(Bloomberg) — The last barrier to Chancellor Angela Merkel’s fourth term is an activist named Kevin who was born the same year the Berlin Wall fell.
The 28-year-old head of the Social Democrats’ youth organization, Kevin Kuehnert has become the youthful face of widespread party frustration, arguing that a role in the opposition is better than yet another alliance with the so-called Queen of Europe. Battling Merkel and his own party’s leadership, he’s become a ubiquitous presence in Germany, appearing on talk shows, giving newspaper and television interviews and debating at SPD events.
“The SPD is a proud, old party and doesn’t have to orient itself based on what Mrs. Merkel wants,” Kuehnert said in an interview with public broadcaster ARD on Sunday after a rally near Frankfurt. “We’re not in a monarchy.”
Kuehnert’s direct rhetoric and boy-next-door appearance stand to make for a tight race as SPD’s 463,000 members start voting Tuesday on accepting or rejecting the coalition agreement with Merkel’s Christian Democrat-led bloc. The results of the ballot, which will be conducted by mail, will be unveiled on March 4.
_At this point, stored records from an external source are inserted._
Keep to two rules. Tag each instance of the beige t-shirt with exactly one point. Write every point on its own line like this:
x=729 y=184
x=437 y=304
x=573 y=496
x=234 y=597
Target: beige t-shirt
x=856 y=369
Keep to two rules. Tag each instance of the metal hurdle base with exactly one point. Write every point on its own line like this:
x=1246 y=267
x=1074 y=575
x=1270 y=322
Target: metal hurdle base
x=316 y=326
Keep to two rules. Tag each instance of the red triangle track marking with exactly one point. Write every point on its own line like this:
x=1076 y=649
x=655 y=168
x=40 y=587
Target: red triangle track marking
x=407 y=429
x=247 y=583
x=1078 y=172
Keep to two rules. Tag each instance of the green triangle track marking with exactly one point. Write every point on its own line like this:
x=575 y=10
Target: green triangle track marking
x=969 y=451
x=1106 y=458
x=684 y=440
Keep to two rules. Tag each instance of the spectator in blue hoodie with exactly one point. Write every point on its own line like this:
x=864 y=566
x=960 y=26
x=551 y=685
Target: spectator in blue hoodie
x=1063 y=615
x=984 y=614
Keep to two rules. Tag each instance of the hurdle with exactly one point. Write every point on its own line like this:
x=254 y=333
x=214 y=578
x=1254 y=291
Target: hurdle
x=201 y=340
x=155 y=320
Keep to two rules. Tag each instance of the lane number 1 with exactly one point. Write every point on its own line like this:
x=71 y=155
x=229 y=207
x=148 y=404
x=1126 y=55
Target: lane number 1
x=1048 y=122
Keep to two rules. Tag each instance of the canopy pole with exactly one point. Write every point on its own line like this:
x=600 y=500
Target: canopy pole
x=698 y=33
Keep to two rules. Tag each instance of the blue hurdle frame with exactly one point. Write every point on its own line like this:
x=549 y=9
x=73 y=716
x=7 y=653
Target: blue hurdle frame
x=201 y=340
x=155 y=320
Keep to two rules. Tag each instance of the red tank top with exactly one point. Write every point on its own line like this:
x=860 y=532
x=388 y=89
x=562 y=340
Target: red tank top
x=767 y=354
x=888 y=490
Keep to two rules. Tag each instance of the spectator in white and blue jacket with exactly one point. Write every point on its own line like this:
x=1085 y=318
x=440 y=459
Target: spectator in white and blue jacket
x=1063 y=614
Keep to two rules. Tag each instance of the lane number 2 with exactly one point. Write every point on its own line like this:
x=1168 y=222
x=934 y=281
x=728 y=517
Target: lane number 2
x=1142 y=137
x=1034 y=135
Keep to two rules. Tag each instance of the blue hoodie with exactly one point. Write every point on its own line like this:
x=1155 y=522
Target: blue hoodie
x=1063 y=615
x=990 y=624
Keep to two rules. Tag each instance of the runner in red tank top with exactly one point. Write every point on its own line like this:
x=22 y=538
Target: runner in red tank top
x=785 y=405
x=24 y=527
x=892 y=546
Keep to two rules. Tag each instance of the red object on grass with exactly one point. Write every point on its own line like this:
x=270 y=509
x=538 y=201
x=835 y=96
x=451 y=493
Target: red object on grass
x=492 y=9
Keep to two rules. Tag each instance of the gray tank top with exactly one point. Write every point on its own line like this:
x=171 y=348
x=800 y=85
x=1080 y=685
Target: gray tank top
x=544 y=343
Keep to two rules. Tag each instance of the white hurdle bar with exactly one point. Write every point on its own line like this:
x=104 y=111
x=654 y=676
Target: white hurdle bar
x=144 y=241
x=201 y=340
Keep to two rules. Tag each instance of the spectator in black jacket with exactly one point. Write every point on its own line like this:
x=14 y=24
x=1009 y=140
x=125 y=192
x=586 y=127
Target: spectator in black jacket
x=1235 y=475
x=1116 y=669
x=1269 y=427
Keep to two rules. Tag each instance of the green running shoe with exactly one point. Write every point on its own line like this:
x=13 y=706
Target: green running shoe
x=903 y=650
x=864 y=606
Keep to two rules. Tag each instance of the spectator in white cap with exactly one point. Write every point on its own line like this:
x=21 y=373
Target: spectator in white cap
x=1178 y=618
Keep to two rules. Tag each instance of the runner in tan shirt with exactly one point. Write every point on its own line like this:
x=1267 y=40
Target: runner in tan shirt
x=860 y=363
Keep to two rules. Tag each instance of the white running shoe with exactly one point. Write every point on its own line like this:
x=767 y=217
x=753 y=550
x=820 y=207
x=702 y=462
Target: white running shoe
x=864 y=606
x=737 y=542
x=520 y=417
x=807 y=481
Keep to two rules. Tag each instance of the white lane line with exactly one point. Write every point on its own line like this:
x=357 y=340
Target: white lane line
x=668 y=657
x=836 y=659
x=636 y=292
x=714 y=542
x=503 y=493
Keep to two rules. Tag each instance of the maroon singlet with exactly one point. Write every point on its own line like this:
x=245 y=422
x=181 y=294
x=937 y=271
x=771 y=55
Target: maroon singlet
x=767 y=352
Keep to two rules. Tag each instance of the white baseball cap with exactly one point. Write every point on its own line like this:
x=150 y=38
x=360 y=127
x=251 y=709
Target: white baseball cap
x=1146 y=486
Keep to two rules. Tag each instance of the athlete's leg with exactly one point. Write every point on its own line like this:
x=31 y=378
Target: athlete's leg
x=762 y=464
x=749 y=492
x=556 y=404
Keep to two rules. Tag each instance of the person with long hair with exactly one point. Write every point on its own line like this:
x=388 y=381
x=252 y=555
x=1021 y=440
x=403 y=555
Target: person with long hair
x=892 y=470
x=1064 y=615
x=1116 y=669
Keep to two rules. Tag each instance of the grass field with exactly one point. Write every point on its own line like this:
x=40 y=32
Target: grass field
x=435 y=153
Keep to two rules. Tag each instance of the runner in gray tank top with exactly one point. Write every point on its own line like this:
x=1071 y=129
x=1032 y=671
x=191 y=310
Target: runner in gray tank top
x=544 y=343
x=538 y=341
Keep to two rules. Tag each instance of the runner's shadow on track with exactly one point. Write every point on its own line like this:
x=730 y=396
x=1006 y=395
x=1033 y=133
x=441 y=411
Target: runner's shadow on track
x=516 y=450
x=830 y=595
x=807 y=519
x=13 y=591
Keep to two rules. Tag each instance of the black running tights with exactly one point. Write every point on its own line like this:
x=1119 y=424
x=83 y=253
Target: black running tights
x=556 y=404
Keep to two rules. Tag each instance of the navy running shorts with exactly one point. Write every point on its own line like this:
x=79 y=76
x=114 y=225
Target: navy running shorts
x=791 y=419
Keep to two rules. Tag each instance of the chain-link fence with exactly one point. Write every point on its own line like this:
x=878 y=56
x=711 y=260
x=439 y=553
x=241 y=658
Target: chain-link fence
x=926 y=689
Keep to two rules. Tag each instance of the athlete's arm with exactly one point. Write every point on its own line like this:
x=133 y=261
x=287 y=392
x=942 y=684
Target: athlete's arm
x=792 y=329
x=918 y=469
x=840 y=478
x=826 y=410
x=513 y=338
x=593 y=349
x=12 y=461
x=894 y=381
“The biggest risk to the membership vote is posed by the left-leaning members who for ideological reasons oppose a grand coalition,” Manfred Guellner, head of polling group Forsa. “It’s difficult to predict the outcome.”
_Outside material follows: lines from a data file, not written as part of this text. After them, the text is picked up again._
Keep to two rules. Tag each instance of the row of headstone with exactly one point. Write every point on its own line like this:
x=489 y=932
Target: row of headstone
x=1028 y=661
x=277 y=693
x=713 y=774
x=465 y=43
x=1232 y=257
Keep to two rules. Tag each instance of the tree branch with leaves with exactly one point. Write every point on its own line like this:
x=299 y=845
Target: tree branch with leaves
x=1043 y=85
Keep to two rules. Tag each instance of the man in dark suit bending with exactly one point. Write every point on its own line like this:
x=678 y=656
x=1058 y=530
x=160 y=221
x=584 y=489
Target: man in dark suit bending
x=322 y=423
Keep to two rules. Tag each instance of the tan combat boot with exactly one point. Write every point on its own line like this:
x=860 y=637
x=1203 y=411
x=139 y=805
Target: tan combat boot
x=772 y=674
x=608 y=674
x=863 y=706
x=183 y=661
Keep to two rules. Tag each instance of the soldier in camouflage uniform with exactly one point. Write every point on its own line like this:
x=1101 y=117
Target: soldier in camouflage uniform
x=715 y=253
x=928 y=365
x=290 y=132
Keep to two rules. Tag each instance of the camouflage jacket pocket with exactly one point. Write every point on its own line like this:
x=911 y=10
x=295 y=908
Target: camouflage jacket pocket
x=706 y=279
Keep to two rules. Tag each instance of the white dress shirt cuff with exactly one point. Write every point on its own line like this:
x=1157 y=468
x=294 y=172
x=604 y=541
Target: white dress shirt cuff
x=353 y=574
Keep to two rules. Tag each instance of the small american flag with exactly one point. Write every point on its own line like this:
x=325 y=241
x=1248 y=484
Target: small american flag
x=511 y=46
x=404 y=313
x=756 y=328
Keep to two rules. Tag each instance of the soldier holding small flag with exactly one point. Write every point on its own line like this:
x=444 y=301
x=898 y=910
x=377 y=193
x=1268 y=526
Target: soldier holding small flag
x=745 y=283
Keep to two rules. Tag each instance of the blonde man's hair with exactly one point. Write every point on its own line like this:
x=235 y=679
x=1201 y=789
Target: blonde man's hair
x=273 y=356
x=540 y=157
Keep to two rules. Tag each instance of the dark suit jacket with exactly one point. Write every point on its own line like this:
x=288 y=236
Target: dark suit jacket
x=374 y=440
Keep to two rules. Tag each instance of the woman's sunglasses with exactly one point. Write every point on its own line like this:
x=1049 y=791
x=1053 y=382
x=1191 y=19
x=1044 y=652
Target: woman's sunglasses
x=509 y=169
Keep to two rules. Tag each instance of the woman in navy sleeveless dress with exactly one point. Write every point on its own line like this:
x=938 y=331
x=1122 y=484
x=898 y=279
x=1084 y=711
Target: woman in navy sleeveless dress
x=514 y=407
Ballots will be sent nationwide this week. Inside are two envelopes: a smaller one for the voting slip and the second for a signed declaration to ensure validity.
Tensions within the SPD surged in the months after a historic defeat in national elections in September, with the membership split over whether to rebuild in opposition or to push for Social Democratic policies from inside the government. That dilemma has become existential as support further declined from a postwar election low. One poll on Monday showed the SPD below the far-right Alternative for Germany for the first time.
Now, it’s up to the SPD members to decide on a coalition agreement that stabilizes Germany, but risks further diluting the party’s profile by serving as Merkel’s junior partner for the third time.
Andrea Nahles, the SPD’s designated chairwoman, who along with other party leaders is crisscrossing Germany to lobby in favor of a return to government, is optimistic about the vote because of gains made for workers and retirees in the coalition agreement. Even so, the party still needs to reinvent itself to win back voters, she said before a rally in Mainz. A poll from Friday showed 66 percent of members backing a so-called grand coalition of Germany’s two biggest parties.
“It’s very difficult because there’s good arguments on both sides,” said Joerg Lorenz, managing director of the party’s operations in Duisburg, a traditional SPD stronghold in Germany’s Rust Belt, adding that the level of tension is like nothing he’s seen in over 30 years of service.
Merkel’s response to the challenge from Kuehnert and others critics has been a return to the world stage, meeting with a series of dignitaries in recent days including British Prime Minister Theresa May as well as the heads of the Netherlands, Poland, Luxembourg and the World Bank.
Despite criticism over handing the SPD the powerful finance ministry in the coalition accord, Merkel is reasserting control over her political base, appointing close ally and potential successor Annegret Kramp-Karrenbauer as CDU general secretary.
Kuehnert shrugs off the risks of SPD’s fall from grace, saying the best way to reverse the decline is by coming up with clear political positions in opposition or as an occasional collaborator with a CDU minority government.
“The SPD has nothing to fear by rejecting this coalition agreement,” Kuehnert, dressed in a black t-shirt, told ARD. “Now is the hour of the SPD members.”